Abstract
Plant root development is a complex spatial-temporal process that originates in the root apical meristem (RAM). To shape the organ’s structure signaling within the different cells and the different cell files must be coordinated. Thereby, diverging kinetics of cell growth in these files needs to be integrated with differential cell growth and local differences in cell proliferation frequency. Understanding the local differences in cell cycle duration in the RAM is crucial to build a holistic view on the different regulatory processes and requires a quantitative estimation of the underlying mitotic cell cycle phases’ timing at every cell file and every position. Unfortunately, so far precise methods for such analysis are missing.

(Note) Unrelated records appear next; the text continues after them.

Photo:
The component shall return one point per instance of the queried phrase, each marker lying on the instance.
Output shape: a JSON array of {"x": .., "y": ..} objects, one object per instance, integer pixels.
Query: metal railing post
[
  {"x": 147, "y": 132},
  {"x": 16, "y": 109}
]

This study presents a robust and straightforward pipeline to determine simultaneously the duration of the cell cycle’s key stages in all cell layers of a plant’s root. The technique combines marker-free experimental techniques based on detection of incorporation of 5-ethynyl-2′-deoxyuridine (EdU) and mitosis with a deep-resolution plant phenotyping platform to analyze all key cell cycle events’ kinetics.
In the Arabidopsis thaliana L. RAM S-phase duration was found to be as short as 18-20 minutes in all cell files. The subsequent G2-phase duration however depends on the cell type/position and varies from 3.5 hours in the pericycle to more than 4.5 hours in the epidermis. Overall, S+G2+M duration in Arabidopsis is 4 hours in the pericycle and up to 5.5 hours in the epidermis. Endocycle duration was determined as the time required to achieve 100% EdU index in the transition zone and estimated to be in the range of 3-4 hours.
Besides Arabidopsis, we show that the presented technique is applicable also to root tips of other dicot and monocot plants (tobacco (Nicotiana tabacum L.), tomato (Lycopersicon esculentum L.) and wheat (Triticum aestivum L.)).
Competing Interest Statement
The authors have declared no competing interest.